I sospetti su carne rossa e insaccati? Le prove già 10 anni fa

Niente di nuovo, è una non notizia. Così la stampa italiana – o almeno gran parte di essa – ha commentato a caldo la sentenza senza appello dell’Oms sugli insaccati e quella comunque pesante sulla carne rossa. Affrettandosi a consigliare prudenza nell’escludere questo alimento. È davvero così? Sì e no.

È vero che l’allarme è noto (e come leggerete confermato da oltre 10 anni). È falso che il solo fatto di rappresentare una sentenza già emessa nei confronti della carne le tolga valore. Al contrario

Un pericolo noto da almeno 10 anni

Il sospetto di sempre diventa evidenza scientifica nel 2005 grazie al più grande studio epidemiologico mai realizzato sul legame tra alimentazione e tumore: la ricerca Epic (European prospective investigation into cancer and nutrition), condotta in 10 paesi europei, compresa l’Italia, attraverso 23 centri coordinati dall’Agenzia internazionale per la ricerca sul cancro dell’Oms. Il risultato è sconcertante: chi consuma carne rossa fresca, ovvero manzo, vitello, maiale e agnello, o conservata, cioè prosciutto, bresaola, mortadella e salame, ha più probabilità di ammalarsi di cancro al colon e al retto. Questo rischio cresce in proporzione alla quantità di carne che si consuma, fino a raddoppiare in chi ne mangia più di 200 grammi ogni giorno, rispetto a chi ne assume meno di 20 grammi al giorno. Lo studio, pubblicato sulla rivista scientifica Journal of the national cancer institute, ovviamente rimbalza su tutti i giornali.

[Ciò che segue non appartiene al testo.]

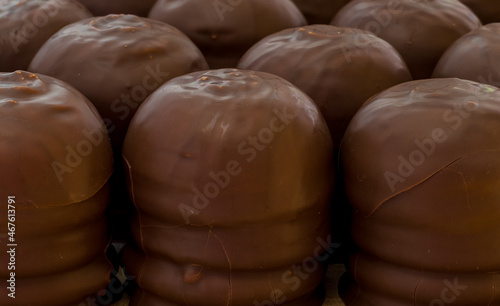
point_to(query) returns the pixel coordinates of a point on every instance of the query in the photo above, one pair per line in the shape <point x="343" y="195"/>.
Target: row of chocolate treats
<point x="218" y="157"/>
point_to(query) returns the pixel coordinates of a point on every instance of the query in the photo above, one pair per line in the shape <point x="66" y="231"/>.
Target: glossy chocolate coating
<point x="487" y="10"/>
<point x="220" y="220"/>
<point x="117" y="61"/>
<point x="475" y="56"/>
<point x="339" y="68"/>
<point x="56" y="160"/>
<point x="224" y="31"/>
<point x="319" y="11"/>
<point x="420" y="30"/>
<point x="135" y="7"/>
<point x="26" y="25"/>
<point x="421" y="171"/>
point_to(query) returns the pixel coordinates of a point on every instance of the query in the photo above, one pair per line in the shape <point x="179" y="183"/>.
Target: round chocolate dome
<point x="117" y="61"/>
<point x="231" y="173"/>
<point x="421" y="172"/>
<point x="319" y="11"/>
<point x="475" y="56"/>
<point x="26" y="25"/>
<point x="421" y="30"/>
<point x="339" y="68"/>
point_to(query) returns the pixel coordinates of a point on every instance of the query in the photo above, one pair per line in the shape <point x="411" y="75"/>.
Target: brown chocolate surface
<point x="26" y="25"/>
<point x="339" y="68"/>
<point x="224" y="30"/>
<point x="135" y="7"/>
<point x="231" y="173"/>
<point x="487" y="10"/>
<point x="421" y="172"/>
<point x="475" y="56"/>
<point x="56" y="161"/>
<point x="319" y="11"/>
<point x="117" y="61"/>
<point x="420" y="30"/>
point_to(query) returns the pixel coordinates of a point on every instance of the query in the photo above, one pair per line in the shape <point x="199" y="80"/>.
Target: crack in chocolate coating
<point x="434" y="220"/>
<point x="487" y="10"/>
<point x="339" y="68"/>
<point x="421" y="30"/>
<point x="475" y="57"/>
<point x="26" y="25"/>
<point x="270" y="206"/>
<point x="224" y="33"/>
<point x="60" y="223"/>
<point x="117" y="61"/>
<point x="33" y="108"/>
<point x="319" y="11"/>
<point x="134" y="7"/>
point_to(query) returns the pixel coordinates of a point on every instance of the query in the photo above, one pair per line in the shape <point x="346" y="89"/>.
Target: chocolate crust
<point x="56" y="161"/>
<point x="26" y="25"/>
<point x="475" y="56"/>
<point x="339" y="68"/>
<point x="420" y="30"/>
<point x="420" y="164"/>
<point x="34" y="102"/>
<point x="488" y="11"/>
<point x="197" y="127"/>
<point x="116" y="61"/>
<point x="134" y="7"/>
<point x="222" y="31"/>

È il Salvagente, all’epoca, a intervistare il dottor Franco Berrino dell’Istituto tumori di Milano, coordinatore italiano della ricerca europea: “La logica dello studio Epic, cominciato 16 anni fa, è di studiare il rapporto tra cancro e alimentazione, mettendo a confronto popolazioni con abitudini alimentari molto diverse”, raccontava Berrino.

Il problema? Nitrosammine nitrati

Ma per quanto grande Epic non è il primo studio del genere. Dagli Usa era venuta più di un’accusa alla carne rossa, ma con studi che avevano il difetto di coinvolgere popolazioni che mangiavano le stesse cose. E questo rendeva più difficile stabilire un legame univoco tra causa ed effetto.
L’indagine epidemiologica di 10 anni fa, invece, prese in esame quasi 500mila persone sane, residenti in un’area che andava dal Sud dell’Italia al Nord della Norvegia.
“I risultati sono stati molto chiari – aveva commentato il dottor Berrino al Salvagente – e hanno permesso di dire, oltre ogni ragionevole dubbio, che le carni rosse e, soprattutto, quelle conservate, come carni in scatola, insaccati e würstel, sono associate a un aumento del rischio di tumore”. Il meccanismo all’origine del rischio camcro?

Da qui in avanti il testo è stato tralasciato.